As a nation, we have committed to a social imperative for education — an aspirational vision, based on its broad social benefit, for universal literacy and numeracy of our citizens — as manifested in our systems of mandatory K-12 education.
While this vision remains a work-in-progress — there are significant inequities and differences of opinion as to the process and content of education — the shared value of, and responsibility for, our educational infrastructure remains largely undisputed: every child has access (and attendance mandates) to schools and licensed teachers.
While the locus of control over these systems has traditionally been at the state level, federal influence — for better or worse — has tried to reduce state-to-state variation in educational outcomes that have hindered work-life success for some citizens.
However, with regard to the health of our citizens, we do not have a parallel commitment.
Currently, in the United States, there remain opposing sides to the question as to whether we, as a society, want people to be sick or well. In fact, there are individuals and organizations who are willing to use their power and influence to sustain avoidable suffering, disease, and disability (and their otherwise avoidable costs) in our communities by denying coverage, creating barriers to access, and undermining the expertise of health care professionals.
Health care economics — financing, cost control, and payment reform — has dominated our national conversation. These discussions are fundamentally flawed because we’re more focused on how we pay for care than how we care. The problem of health care costs can only be solved by determining what we want our investments in health to return. Before designing any framework or platforms for “universal coverage,” perhaps there needs to be a clear understanding of what we expect such coverage to accomplish and how.
Health economics has driven care delivery redesign, especially around the concept of value-based care. However, “value” is currently grounded in a financial calculus of efficiency and managed resource utilization, based on the willingness to take financial risk or measures of evidence-based practice with known health-economic value. This focus puts patients and professionals in a subordinate position because, even in the face of improved access, there remain significant health care disparities among millions of Americans whose health and well-being are far below quality standards.
Just as there is value to society when everyone knows how to read, write and do basic math, there is a collective value from investments that improve quality of health to enhance the capacity of individuals to contribute emotionally, socially and economically as active, productive members of family and community. It’s health, not health care, that creates value.
A 2020 McKinsey report Prioritizing Health: A prescription for prosperity makes it clear that the economic benefits from improving health are substantial: reducing disease burden and preventing or attenuating health-related disruptions to work and family life improves the economic strength of our communities. The economic return is estimated at $2 to $4 for each $1 invested in better health, with expanded participation in the workforce and increased productivity contributing to a projected 8-10% increase in GDP by 2020.
Perhaps it is time to transcend the idea of health care as a “right” and consider “quality of health” as a social imperative on par with our social imperatives for education and law enforcement, based on the value to society of a healthy, literate, and secure citizenry.
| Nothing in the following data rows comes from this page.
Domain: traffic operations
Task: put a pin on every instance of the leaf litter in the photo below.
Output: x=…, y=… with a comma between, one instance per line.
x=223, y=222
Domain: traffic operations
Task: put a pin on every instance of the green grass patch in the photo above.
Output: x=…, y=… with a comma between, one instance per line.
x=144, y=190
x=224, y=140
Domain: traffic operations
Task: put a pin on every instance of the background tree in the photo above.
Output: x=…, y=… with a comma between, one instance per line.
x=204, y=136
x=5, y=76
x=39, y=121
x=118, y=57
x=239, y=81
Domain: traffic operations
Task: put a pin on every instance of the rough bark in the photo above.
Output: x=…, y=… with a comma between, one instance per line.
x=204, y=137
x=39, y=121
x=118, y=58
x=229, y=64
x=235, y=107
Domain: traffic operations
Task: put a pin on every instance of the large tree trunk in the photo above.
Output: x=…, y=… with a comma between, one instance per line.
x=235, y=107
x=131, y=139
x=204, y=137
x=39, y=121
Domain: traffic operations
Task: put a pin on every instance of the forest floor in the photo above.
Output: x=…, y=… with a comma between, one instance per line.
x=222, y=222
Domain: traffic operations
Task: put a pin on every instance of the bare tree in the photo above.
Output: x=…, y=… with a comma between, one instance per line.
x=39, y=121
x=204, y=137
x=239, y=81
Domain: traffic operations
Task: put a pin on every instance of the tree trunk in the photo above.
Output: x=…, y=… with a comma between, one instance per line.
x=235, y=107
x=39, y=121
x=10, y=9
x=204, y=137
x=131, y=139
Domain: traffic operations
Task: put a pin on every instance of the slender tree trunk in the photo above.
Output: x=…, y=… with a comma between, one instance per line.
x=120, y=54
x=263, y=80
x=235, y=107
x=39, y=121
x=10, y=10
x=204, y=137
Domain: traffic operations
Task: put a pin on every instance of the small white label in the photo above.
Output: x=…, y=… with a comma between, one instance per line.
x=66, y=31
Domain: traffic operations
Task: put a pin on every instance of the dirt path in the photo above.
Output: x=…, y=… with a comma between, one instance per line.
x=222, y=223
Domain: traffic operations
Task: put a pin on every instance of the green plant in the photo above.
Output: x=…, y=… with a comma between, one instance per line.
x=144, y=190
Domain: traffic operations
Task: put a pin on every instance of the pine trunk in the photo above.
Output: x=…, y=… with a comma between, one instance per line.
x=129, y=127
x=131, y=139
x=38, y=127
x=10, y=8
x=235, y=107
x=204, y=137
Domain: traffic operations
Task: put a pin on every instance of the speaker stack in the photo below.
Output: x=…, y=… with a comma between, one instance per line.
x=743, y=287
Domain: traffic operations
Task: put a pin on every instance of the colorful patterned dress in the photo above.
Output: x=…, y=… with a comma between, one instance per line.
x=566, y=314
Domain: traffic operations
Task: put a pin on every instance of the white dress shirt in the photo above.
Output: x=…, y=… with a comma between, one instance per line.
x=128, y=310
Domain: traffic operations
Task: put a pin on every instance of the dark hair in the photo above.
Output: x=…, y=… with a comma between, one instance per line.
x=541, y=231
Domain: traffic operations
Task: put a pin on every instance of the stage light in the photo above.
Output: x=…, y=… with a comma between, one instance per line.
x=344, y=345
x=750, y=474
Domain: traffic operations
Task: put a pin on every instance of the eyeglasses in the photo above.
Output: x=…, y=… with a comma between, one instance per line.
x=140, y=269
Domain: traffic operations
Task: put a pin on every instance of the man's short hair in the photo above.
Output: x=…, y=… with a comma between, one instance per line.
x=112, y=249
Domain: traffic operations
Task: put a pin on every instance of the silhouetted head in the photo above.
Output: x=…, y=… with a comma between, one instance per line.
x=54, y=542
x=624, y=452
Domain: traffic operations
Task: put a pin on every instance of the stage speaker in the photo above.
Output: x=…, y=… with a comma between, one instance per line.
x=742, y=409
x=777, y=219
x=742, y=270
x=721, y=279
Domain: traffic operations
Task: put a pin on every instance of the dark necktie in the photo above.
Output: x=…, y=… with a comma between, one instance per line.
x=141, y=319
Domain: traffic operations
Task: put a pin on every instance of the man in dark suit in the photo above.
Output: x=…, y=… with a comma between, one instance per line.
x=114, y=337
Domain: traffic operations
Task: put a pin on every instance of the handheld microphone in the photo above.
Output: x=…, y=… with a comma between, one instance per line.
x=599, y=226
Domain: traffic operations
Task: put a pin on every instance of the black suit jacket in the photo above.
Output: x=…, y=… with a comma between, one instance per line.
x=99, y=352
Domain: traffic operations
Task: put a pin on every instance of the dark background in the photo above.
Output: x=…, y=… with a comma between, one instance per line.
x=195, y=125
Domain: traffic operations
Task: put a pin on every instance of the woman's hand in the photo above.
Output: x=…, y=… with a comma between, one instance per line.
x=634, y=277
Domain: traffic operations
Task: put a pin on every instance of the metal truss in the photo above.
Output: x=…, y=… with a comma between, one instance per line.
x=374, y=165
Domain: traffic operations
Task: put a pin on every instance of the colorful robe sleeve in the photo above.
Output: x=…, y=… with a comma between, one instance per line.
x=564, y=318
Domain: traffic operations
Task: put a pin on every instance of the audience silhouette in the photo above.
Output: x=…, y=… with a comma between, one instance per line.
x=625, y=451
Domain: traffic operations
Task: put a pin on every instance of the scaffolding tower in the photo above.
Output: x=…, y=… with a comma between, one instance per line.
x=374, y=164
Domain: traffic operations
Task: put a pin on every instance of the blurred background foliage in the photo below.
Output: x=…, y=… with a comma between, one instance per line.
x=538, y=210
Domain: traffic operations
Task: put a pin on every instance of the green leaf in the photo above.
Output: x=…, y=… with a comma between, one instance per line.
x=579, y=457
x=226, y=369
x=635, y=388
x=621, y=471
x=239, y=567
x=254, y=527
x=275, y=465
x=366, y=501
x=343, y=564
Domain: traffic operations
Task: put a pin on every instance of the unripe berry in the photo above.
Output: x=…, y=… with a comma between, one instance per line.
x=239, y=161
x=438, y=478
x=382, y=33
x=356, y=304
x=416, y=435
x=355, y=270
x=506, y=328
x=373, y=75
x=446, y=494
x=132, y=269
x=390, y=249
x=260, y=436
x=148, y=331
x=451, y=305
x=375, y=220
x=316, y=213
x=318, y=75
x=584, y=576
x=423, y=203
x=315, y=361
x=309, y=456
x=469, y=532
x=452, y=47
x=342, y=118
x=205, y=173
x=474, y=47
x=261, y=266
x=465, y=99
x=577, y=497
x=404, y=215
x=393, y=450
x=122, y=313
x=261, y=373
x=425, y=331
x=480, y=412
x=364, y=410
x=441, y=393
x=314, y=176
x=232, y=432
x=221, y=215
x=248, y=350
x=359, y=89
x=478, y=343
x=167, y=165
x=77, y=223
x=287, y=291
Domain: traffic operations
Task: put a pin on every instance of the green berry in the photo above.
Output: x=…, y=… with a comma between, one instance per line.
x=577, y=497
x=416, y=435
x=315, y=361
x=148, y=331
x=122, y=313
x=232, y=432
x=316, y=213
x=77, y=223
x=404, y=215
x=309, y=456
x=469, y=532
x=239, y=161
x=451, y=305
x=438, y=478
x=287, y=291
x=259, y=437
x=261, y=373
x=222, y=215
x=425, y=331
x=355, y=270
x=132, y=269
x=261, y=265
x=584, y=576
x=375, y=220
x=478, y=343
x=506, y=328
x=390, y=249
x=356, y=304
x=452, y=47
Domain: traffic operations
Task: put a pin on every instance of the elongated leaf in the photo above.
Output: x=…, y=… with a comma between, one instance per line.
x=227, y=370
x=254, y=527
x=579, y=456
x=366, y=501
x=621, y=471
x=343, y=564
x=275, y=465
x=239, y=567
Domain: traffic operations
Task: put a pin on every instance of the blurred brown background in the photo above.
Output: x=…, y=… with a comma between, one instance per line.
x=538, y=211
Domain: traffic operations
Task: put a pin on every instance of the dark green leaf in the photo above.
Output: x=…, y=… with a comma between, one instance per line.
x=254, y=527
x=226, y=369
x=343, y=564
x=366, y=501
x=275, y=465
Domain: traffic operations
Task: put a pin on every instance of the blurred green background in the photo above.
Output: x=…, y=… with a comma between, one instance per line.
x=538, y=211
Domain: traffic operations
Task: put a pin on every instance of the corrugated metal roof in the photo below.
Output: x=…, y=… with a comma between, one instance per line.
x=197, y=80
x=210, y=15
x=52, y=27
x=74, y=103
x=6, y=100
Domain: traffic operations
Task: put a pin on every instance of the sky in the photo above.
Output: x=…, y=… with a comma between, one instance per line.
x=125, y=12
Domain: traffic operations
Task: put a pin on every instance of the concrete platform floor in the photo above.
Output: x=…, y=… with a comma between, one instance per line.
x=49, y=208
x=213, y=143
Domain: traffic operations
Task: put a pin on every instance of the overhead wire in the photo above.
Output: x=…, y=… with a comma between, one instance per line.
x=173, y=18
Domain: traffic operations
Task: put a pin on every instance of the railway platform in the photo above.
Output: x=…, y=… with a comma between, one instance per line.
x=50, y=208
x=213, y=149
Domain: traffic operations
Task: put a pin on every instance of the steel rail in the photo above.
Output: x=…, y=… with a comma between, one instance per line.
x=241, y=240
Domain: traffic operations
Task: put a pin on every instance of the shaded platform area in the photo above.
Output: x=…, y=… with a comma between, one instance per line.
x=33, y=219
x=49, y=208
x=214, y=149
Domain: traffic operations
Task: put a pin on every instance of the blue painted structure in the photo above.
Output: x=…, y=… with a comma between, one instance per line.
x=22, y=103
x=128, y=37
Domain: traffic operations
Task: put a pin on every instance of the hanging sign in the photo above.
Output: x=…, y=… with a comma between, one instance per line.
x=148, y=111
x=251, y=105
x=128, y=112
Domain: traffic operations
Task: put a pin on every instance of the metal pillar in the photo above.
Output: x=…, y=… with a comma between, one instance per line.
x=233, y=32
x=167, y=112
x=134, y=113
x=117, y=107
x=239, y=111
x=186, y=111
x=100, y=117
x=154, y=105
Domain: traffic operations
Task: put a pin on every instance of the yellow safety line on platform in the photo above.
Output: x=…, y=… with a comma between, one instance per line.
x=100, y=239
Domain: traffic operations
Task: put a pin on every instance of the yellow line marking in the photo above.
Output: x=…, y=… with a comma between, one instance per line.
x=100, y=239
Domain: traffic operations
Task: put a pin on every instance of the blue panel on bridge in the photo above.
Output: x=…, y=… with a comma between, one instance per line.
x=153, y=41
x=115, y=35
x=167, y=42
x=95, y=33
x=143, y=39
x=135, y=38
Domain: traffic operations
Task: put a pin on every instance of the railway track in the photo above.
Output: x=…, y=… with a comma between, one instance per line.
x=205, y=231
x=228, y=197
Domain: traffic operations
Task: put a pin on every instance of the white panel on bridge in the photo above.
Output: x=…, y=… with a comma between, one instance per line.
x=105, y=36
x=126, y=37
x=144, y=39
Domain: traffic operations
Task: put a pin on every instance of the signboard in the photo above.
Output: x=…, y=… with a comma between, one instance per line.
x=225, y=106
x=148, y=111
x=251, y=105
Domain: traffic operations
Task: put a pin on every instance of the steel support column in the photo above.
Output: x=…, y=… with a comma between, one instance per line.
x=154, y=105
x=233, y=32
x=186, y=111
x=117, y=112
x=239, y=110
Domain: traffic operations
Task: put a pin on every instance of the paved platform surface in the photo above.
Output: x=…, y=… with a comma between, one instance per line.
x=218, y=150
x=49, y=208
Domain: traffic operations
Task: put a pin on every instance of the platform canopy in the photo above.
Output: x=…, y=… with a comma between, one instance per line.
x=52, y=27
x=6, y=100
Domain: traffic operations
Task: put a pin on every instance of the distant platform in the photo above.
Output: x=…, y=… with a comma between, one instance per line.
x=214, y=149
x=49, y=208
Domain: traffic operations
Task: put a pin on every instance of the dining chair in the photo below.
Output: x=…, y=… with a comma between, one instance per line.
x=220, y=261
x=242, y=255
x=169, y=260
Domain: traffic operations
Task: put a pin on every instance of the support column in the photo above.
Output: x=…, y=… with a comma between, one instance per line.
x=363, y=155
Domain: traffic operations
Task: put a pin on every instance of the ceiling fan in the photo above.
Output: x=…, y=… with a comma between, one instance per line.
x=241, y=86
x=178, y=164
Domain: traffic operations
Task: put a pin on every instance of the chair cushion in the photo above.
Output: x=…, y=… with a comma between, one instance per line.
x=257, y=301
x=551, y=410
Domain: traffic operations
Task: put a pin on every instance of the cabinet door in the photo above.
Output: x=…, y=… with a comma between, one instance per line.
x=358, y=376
Achieving a social imperative for health will face several challenges, not the least of which are the limitations of the current organizing principles of our systems of care. There also may be significant resistance to change by commercial and professional networks of self-interest embedded throughout the health care ecosystem.
However, there are three key and largely non-disruptive steps that can be taken immediately.
First: A universal framework for care planning; an information architecture that allows everyone’s health to be assessed — and goals set — through the same set of categories: universal, characteristic-based, and condition-indicated preventive measures, condition management, and compassionate care strategies.
Goals of care would seek to effect change on the biological, environmental, social, or behavioral determinants of the patient’s current state toward aspirational goal-states for risk level, the burden of illness or disability, functional capacity, or emotional well-being.
Aggregating and analyzing data from a universal care planning framework would allow us to rationally determine the requirements, priorities, and value of investments to improve the health of our citizens.
Second: The use of that care plan as a “single source of truth” to orchestrate the activities and contribution towards the goal of all the members of a patient’s health-resource community, irrespective of institutional affiliation and inclusive of family, friends, and community.
As we know from the symphony, orchestration is difficult without a common score that integrates the diverse instrumental voices while accounting for their different but potentially harmonious roles. Equally, truly integrated care is impossible without a similar single source of truth for a patient’s health-related goals and associated plans of care.
A universal care plan architecture would integrate and facilitate collaborative, coordinated, and economically efficient care between all the members of a patient’s health resource community. It would also solve the problem of patient-data sharing by putting that data in a standardized accessible and usable architecture.
There are decisions as to how we work that are independent of how we are paid. As a professional community, we can choose to deliver care in a disciplined, structured way of our own design.
In this way, the health care professional community could wrest control of the way we deliver care and the definition of value — revaluing ourselves in society and the marketplace. Such a dramatic reconsideration of the organizing principles and interaction design of our systems of care has the potential to equitably and efficiently improve our capacity to improve the quality of health of individuals and communities and achieve a social imperative of health.
Steven Merahn is a physician and health care executive.